BC-AP--AP European News Digest at 1200 GMT, AP
TOP STORIES FOR THURSDAY, DECEMBER 11, 2014.
FRANKFURT, Germany — The European Central Bank has handed out 130 billion euros ($162 billion) in cheap, long-term loans to banks — part of its effort to stimulate the struggling eurozone economy. The amount was closely watched in the markets because ECB president Mario Draghi has said the bank will add roughly 1 trillion euros in new stimulus in coming months. SENT: 350 words, photos. By David McHugh.
WARSAW, Poland — Poland’s defense minister on Thursday complained of “unprecedented” activity by Russia’s navy and air force in the Baltic Sea region in recent days. Tomasz Siemoniak said the majority of the incidents involved Russian operations in international waters, and that Sweden was the country most affected. SENT: 230 words.
LONDON — The computer scientist credited with inventing the World Wide Web says affordable access to the Internet should be recognized as a human right, as a report showed that billions of people still cannot go online and government surveillance and censorship are increasing. SENT: 300 words. By Sylvia Hui.
PLOEGSTEERT, Belgium — On the side of a wind-swept field covered with scorpion weed, a simple wooden cross marks a unique event in football history. At its base, amid wreaths of poppies, lie a smattering of balls and various club pennants, all in remembrance of the Christmas Truce of 1914. SENT: 750 words, photos. By Raf Casert.
PARIS — Each newborn got 21 cannon shots, the bells tolled for 15 minutes and the air filled with the sound of boat horns when Monaco’s royal twins were born. And everyone in the tiny principality gets a day off to celebrate. Riffing off prior Monegasque ritual, Prince Albert II set the ground rules for how Monaco announced the news that Princess Charlene gave birth Wednesday to little Gabriella and Jacques. Here how other royal monarchies orchestrate the presentation of heirs to the throne: SENT: 630 words, photos. By Lori Hinnant.
BERLIN — Germany’s chief federal prosecutor said Thursday his office so far has found no actionable evidence that Chancellor Angela Merkel’s calls were tapped by the U.S. National Security Agency, but the investigation continues. Prosecutor Harald Range in June opened an investigation into the alleged monitoring of a cellphone Merkel used for party business, a saga that has weighed on relations between Germany and the U.S. SENT: 300 words, photos. By Geir Moulson.
BUCHAREST, Romania — They say that a dog is a man’s best friend. Alexandrina, an elderly resident in a home in the Romanian capital found not only a new friend, but a new outlook on life after one of the city’s infamous street dogs walked into her life. At an elderly people’s home in west Bucharest, four specially trained street dogs make weekly visits offering residents love and company and changing perceptions about strays. SENT: 530 words. By Alison Mutler.
ISTANBUL — Turkey’s foreign minister says this week’s report on the CIA’s harsh treatment of terrorist suspects reveals “unacceptable torture and treatment.” Speaking in Ankara with his Slovakian counterpart, Foreign Minister Mevlut Cavusoglu said Thursday Turkey was analyzing the report to determine whether its citizens were involved. SENT: 130 words. UPCOMING: 300 words by 1300 GMT.
MILAN — Ferrari’s sleek sports cars and souped-up Formula 1 racing machines have made the prancing horse logo among the world’s most powerful brands. Now, as the company prepares for a public listing, it wants to cash in on the cachet. The aim: position Ferrari not just as a car-maker, but as a luxury goods company. Think Armani, Hermes ... Ferrari. SENT: 900 words, photos. By Colleen Barry.
BERLIN — German Chancellor Angela Merkel’s Cabinet has approved legislation that will require leading companies to have at least 30 percent women on their supervisory boards from 2016. Manuela Schwesig, the minister for families and women, on Thursday called the bill “a milestone on the way to more equality.” SENT: 130 words.
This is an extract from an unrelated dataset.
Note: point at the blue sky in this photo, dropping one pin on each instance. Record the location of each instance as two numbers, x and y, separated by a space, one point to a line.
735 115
VIENNA — The head of the U.N. nuclear agency is asking key members of the organization to provide millions of dollars in extra funding that he says are needed to continue monitoring a deal temporarily restraining Iran’s nuclear programs. Yukiya Amano says the International Atomic Energy Organization needs 4.6 million euros ($5.7 million.) He spoke Thursday at a special meeting of the IAEA’s 35-nation board called to discuss funding needs. SENT: 130 words.
PARIS — France’s Senate has narrowly approved a resolution asking the government to recognize a Palestinian state, in hopes that could be a tool in negotiations for lasting Mideast peace. Legislators and officials around Europe are increasingly pushing for two states, disappointed with stalemate in Israeli-Palestinian peace efforts. SENT: 130 words.